The Good Aspects of Windows 10

Anyway, how does she like it? She’s fine with it. It feels much less bloated, she reports, and responds quicker than her Windows 7 environment. She likes Project Sparta (the Edge browser) a lot, and hasn’t felt compelled to download Chrome, Firefox, or Opera. She enjoys the start menu expanding to full screen, with the translucency effect. Her “All Apps” list is on the right-hand side, and that seems to work well for her. The main thing is that it feels familiar, but better, and that’s good enough.

The Annoyances of Preview Software

That isn’t to say there haven’t been hiccups.  For whatever reason, when we tried to play with the OneNote app yesterday afternoon, it wouldn’t load.  Trying to download it from the Green Store (as opposed to the Gray (beta) Store) again, did nothing.
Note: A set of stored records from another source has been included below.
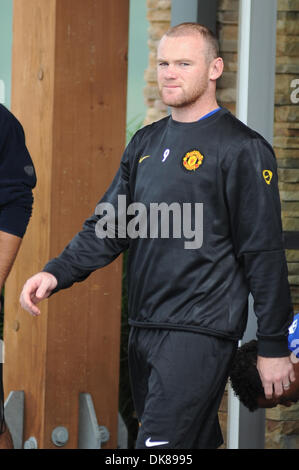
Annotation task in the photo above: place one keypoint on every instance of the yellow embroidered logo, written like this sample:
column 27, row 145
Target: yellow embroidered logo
column 143, row 158
column 267, row 174
column 192, row 160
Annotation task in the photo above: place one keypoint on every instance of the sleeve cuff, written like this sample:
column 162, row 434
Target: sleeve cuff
column 273, row 347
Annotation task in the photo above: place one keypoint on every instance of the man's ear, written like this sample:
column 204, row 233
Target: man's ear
column 216, row 68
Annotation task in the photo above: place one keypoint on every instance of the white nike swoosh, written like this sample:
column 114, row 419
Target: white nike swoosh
column 150, row 443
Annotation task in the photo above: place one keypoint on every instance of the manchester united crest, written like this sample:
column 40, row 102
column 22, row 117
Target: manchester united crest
column 192, row 160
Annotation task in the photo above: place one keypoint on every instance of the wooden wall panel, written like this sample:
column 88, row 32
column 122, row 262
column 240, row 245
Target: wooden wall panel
column 69, row 91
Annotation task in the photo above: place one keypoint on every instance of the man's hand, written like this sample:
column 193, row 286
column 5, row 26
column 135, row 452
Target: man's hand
column 37, row 288
column 276, row 374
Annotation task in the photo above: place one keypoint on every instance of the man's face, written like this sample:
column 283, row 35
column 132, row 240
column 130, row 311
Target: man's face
column 183, row 69
column 289, row 396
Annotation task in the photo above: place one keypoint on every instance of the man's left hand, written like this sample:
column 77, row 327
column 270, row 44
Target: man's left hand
column 276, row 374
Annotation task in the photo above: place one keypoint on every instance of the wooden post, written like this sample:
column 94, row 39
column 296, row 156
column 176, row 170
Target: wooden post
column 69, row 92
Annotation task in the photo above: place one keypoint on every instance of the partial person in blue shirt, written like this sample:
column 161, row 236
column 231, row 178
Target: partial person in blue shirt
column 245, row 379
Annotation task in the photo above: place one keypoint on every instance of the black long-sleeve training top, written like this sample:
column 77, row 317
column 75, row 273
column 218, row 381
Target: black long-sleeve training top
column 17, row 176
column 224, row 175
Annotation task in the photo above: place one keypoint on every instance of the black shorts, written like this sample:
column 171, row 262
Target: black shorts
column 178, row 380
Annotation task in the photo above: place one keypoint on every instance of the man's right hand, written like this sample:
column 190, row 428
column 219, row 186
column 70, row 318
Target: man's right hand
column 37, row 288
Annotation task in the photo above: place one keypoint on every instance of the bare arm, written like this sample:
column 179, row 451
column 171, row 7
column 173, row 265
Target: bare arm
column 9, row 247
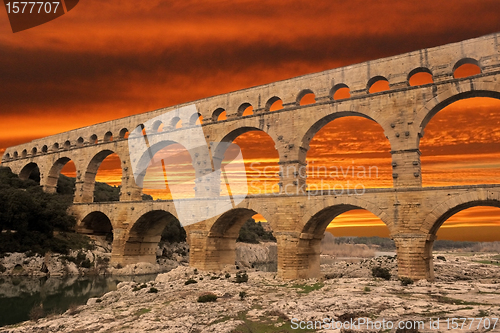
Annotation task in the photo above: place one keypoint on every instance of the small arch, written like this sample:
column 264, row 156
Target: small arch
column 219, row 114
column 157, row 126
column 340, row 91
column 306, row 97
column 196, row 119
column 93, row 139
column 245, row 109
column 176, row 123
column 27, row 171
column 80, row 142
column 466, row 67
column 108, row 137
column 274, row 103
column 97, row 224
column 377, row 84
column 124, row 133
column 420, row 76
And it was frustrating that OneNote couldn’t be uninstalled from the device. It’s not a matter of it taking up less than a MB of storage; it’s a matter of trying to wipe it off and giving it another go. Trying to set OneNote up in the browser didn’t really work any better, so there could have just been some issues with OneDrive yesterday. Those happen from time to time.  Other than those minor bumps, though, things have been bumping along smoothly so far.

We’ll see how it goes when new updates or builds are sent out.